Together in Spirit

Browsing From the Desk of Fr. Mike

The Eclipse & Belonging to one Nation

The ECLIPSE, the ECLIPSE! Man, that story got old by the minute on Monday morning. I was so glad that our sky turned too cloudy to see the sun so that I was exonerated from having to go outside to see IT. I think it was a great distraction from our national pain and since it was known about for years; the networks had plenty of time to prepare to report this celestial event. I wonder how long we will continue to talk about our national pain. I hope it goes on for a long time. There are so many perspectives that none of us really can master since we are all too comfortable in our own skins.  

One of the great graces of my life was to work with the Karenni refuges who arrived in Saint Paul starting in 2009.They came with different skin color and language. They were leaving a refugee camp in Thailand that provided the barest of necessities for them and were coming into a society that they could not imagine. Most would complain about losing their minds in the first six months of living here. Everything was so different. Gradually they began to remaster their lives and once again provide for their families. At almost every corner of their new life here they were met by complainers who worried that they would take all the jobs and that they would use up all the benefits that the county provided. The complainers asked them and anyone else who listened why they came here when they could not speak English. (Most of the complainers either did not remember or ever knew that their immigrant German ancestors also could not speak English when they arrived.) For some reason, although America should have provided an economic future for their families, our complainers did not think it right that these "new comers" get the same opportunities.  

This is just one sense of perspective as we examine ourselves as a nation of mixed heritage. Black Lives Matter is another perspective of living with different skin color in the midst of a changing culture. There is also a whole Latino perspective that has to be taken into account in this dialogue of our national future. Charlottesville was a stunning moment in this dialogue in that it resulted in a death and no real resolution of the racial and cultural issues that we have. It seems that the only way that we are going to get past the violence is to begin talking with each other as persons of the same nation.

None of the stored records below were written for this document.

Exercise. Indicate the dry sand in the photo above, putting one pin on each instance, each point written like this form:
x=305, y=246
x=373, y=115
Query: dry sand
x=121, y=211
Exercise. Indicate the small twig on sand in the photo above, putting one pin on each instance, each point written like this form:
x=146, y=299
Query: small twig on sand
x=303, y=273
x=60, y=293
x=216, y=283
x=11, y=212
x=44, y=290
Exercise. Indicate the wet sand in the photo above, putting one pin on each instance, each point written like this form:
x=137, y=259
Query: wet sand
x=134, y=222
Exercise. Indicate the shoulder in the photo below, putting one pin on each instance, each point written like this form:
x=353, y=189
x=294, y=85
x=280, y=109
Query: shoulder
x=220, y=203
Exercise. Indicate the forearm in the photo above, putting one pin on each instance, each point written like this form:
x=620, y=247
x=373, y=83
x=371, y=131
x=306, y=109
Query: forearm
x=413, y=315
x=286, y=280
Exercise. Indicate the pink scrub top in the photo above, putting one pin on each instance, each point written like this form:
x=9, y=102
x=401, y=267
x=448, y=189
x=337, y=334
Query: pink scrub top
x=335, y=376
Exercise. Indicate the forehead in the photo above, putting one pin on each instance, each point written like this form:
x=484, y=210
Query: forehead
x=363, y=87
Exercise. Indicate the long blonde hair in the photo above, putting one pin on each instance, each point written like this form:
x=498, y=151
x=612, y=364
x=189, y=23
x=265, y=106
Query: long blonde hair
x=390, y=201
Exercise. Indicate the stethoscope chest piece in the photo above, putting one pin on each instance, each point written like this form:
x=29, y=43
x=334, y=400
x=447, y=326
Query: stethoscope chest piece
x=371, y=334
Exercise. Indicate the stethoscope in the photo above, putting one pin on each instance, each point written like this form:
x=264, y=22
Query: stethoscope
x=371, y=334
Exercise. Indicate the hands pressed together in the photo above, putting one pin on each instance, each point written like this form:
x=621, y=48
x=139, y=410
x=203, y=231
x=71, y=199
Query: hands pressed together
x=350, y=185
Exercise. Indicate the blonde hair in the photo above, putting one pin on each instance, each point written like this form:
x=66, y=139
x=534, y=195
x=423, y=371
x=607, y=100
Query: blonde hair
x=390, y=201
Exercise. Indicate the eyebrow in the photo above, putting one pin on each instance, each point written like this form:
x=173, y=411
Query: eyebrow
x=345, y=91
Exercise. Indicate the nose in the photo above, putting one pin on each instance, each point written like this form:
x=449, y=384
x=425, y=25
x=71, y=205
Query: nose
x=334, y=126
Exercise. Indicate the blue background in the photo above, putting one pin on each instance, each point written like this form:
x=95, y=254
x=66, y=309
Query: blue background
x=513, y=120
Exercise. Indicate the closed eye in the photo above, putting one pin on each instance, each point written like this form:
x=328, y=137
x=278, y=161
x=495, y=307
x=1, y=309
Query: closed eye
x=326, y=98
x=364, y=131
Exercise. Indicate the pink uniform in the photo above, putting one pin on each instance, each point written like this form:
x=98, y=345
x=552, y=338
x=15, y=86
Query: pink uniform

At one point in my "civics" classes in high school we pondered America, the great melting pot of the many different societies throughout the world. At that time there was not as many immigrants flooding our shores (this was the 70's) and many of us were second or third generation immigrants. I hope we can once again focus on this aspect of the American society and trust that our common heritage will open ways for us to have mutual dialogues with every part of our American culture.